Have you ever needed to set a machine learning model on your data before?
Personally, I know this used to be massively complicated. It usually involved needing to write application code to connect a third-party machine learning system, and then connecting the output of the model back into your application. This is how I usually feel when setting up a new machine learning project.
But now, with MindsDB and SingleStore, setting up a modern machine learning model has never been easier. That's because MindsDB allows us to automate model training while leveraging the data directly stored in SingleStore.
By leveraging an additional predictive layer on top of our SingleStore database with the machine learning capabilities of MindsDB, we can make massive new insights into our existing data with minimal effort and cost. Traditionally, training datasets is painful and expensive. But if we can leverage our existing datasets, that saves tons of time for a developer.
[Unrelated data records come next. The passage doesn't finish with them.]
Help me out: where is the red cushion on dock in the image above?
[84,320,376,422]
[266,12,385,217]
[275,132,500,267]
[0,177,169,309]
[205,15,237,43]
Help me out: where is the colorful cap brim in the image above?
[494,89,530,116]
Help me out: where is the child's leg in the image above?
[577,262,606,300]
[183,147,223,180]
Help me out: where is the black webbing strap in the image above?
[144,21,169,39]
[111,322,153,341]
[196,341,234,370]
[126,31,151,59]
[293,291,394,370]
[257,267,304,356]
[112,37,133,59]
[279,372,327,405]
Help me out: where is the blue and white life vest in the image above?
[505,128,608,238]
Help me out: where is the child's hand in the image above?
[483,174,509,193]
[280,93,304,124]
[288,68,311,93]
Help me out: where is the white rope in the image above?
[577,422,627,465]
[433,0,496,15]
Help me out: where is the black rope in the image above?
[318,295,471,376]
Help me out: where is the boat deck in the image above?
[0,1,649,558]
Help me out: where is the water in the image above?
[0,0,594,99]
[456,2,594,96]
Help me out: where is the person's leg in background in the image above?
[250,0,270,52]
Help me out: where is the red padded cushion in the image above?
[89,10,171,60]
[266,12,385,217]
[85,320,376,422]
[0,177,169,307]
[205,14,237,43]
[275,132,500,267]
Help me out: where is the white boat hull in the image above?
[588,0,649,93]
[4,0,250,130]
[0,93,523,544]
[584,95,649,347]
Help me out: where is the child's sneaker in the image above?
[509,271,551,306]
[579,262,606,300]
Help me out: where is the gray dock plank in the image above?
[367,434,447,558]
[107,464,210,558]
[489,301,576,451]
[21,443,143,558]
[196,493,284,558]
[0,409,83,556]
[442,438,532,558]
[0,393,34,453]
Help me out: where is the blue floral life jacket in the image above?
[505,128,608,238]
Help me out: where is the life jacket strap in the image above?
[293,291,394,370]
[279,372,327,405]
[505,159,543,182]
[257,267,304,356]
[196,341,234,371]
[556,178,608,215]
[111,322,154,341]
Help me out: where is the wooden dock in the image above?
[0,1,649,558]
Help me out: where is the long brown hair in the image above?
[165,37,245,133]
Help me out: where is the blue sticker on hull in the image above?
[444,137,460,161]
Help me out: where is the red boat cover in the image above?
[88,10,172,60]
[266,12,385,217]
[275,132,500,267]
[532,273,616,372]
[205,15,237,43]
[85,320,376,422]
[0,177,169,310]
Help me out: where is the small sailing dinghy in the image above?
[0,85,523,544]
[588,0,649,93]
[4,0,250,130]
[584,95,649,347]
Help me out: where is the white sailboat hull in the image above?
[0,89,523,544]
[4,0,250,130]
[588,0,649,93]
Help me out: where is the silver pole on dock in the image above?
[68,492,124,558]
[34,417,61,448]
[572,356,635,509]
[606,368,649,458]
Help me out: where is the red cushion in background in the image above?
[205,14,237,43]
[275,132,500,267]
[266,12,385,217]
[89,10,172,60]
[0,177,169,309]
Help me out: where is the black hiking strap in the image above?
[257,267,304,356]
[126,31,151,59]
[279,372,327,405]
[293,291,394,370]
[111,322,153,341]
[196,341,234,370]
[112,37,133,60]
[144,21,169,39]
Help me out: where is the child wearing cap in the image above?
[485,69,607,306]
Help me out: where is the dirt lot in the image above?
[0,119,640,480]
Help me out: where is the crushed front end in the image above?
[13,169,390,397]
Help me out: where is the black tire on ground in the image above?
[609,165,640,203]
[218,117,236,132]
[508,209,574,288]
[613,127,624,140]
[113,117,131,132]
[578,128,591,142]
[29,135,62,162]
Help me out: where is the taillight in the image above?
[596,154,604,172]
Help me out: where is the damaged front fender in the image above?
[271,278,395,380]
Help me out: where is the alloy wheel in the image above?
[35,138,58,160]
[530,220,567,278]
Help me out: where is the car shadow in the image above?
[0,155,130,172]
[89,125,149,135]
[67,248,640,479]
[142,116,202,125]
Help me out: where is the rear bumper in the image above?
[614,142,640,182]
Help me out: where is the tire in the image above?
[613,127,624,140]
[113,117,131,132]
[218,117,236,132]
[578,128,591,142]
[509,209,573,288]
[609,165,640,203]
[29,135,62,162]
In this post, you will be integrating SingleStore with MindsDB, building predictions directly into your existing tables, and querying them using simple SQL on our data. We will look at how to set up a SingleStore account and create our own cluster, and then import a dataset into our SingleStore database. Finally, we will connect our SingleStore data into MindsDB in order to ask predictive questions of their data and receive accurate answers from it.
How to Set Up SingleStore
The first thing we are going to do is set up a SingleStore account. If you have an existing account with SingleStore, click on the “Sign In” button in the top right of the page. If you do not have an existing account, you may sign up for free by clicking on the “Start Free” button on the top right.
Note: If you encounter any issues or have any questions about integrating SingleStore with MindsDB, you can refer to the SingleStore Docs or Community Forums for more information on setup or general help.
How to create a SingleStore Cluster
Now that we have logged into our SingleStore account, we can create our cluster. In order to create a new cluster, click the “Create Cluster'' Button on the top right of the page. You will then be asked to input information about your cluster, including a name and password.
Note: Please save this password because you will need it to log in to the cluster as a user after it is deployed. This password will be important later on, since we will be using it to log into our SingleStore database from MindsDB.
Once you click “Create Cluster” on the bottom left, wait for your cluster setup to be completed. New clusters might take a minute, so feel free to grab a soda and come back.
Once you see the success message at the top of the screen, your cluster has been created, and we are ready to create our tables and import our test data.
How to import a CSV dataset into SingleStore
For this demo, we are going to be using a demo dataset containing health insurance data. You can download this data from our GitHub (Link: https://github.com/mindsdb/mindsdb-examples/tree/master/others/health_insurance/dataset). This dataset includes information including age, sex, BMI, children, smoker, region, and charges from a fictitious insurance company. We will be using this dataset to eventually connect this data stored in SingleStore to MindsDB and run predictions and queries, such as predicting the average BMI of a male smoker.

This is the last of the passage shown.